March 15, 2022

Nurse becomes patient for migraine treatment

New procedure prevents use of opioids for severe headaches in some cases

Madison, Wis. ‒ A UW Health doctor and nurse partnered to perform dozens of migraine treatment surgeries, but one day in 2019, the physician was surprised to find the nurse waiting for her own appointment with him at the pain clinic.

Abby Turner, a registered nurse, who currently works at the allergy clinic at UW Health’s 20 S. Park Clinic, has battled headaches her entire life, but about seven years ago in nursing school, the intensity ramped up, she said.

This led her on a common journey for many migraine sufferers: The search for answers and relief.

She met with a primary care provider and received a prescription for Imitrex.

“It did not go well,” she said. “It made me faint.”

Her primary care physician then recommended she see a neurologist, which Turner did. She was prescribed propranolol, a drug for high blood pressure, but that didn’t really resolve the issue either, she said.

“It helped, but the migraines didn’t go away,” Turner said. “It got them down to once every few weeks instead of weekly.”

It so happened around that time, she began working at the UW Health pain surgery center alongside Dr. Alaa Abd-Elsayed, medical director, UW Health Pain Services and Pain Management Clinic, and associate professor of anesthesiology, UW School of Medicine and Public Health, assisting with radio frequency ablation for migraines, which is a procedure that uses heat delivered via electrical stimulation through wires and probes to nerves in the head.

Then came the day of Turner’s own appointment at the pain clinic.

“I walked in the room and there was Abby,” Abd-Elsayed said. “We had worked on so many cases together – dozens of cases – but now she was possibly the one I’d be treating.”
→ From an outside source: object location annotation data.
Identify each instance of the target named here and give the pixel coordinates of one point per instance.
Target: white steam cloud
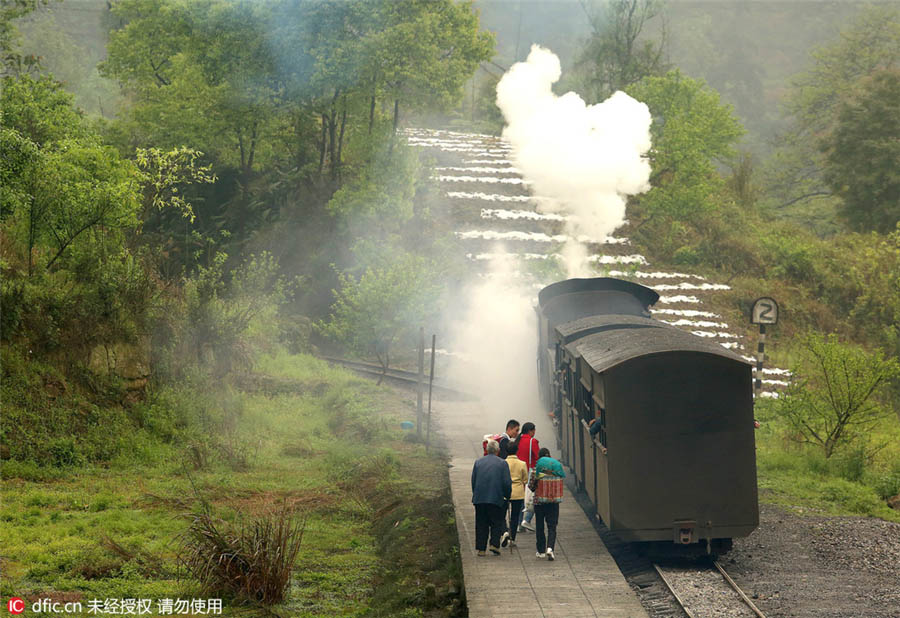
(588, 157)
(497, 333)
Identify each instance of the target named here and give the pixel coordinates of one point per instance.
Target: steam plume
(588, 157)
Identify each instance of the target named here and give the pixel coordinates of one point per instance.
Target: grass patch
(854, 481)
(378, 540)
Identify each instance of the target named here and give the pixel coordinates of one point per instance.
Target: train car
(674, 461)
She wanted to know if radio frequency ablation treatment would work for her, and he was receptive, but Dr. Al (as he is known) had a new technique that could do even more for her.

This new technique combines the use of diagnostic nerve blocks, an injection that disrupts the nerve that signals pain, as a trial in preparation for radiofrequency ablation, which is used to extend the lifespan of the block, according to Abd-Elsayed.

“A colleague had heard about me using the technique, read my publications on the technique and thought I should name it, so I came up with ‘The ALblation Technique,’ ” he said.

The new treatment is for people who have tried other treatments, but have not been successful in preventing migraines, Abd-Elsayed said.

At first the results were puzzling because nothing happened for about two months, Turner said.

“But then, it was like a light switch,” she said. “I didn’t have another headache for 10 months.”

The technique’s results aren’t permanent, Abd-Elsayed said, but there are no known serious side effects, and its impact can last as long as 14 months to two years, he said.

“A year is far superior to drugs that must be taken daily and can have side effects, or worse, dependence on opioid medication and all that that entails,” Abd-Elsayed said.

Turner, who is expecting her first child, had her third ALblation procedure in July 2021 and it continues to prevent her migraines, she said.

“This has given me a life without this terrible pain,” Turner said.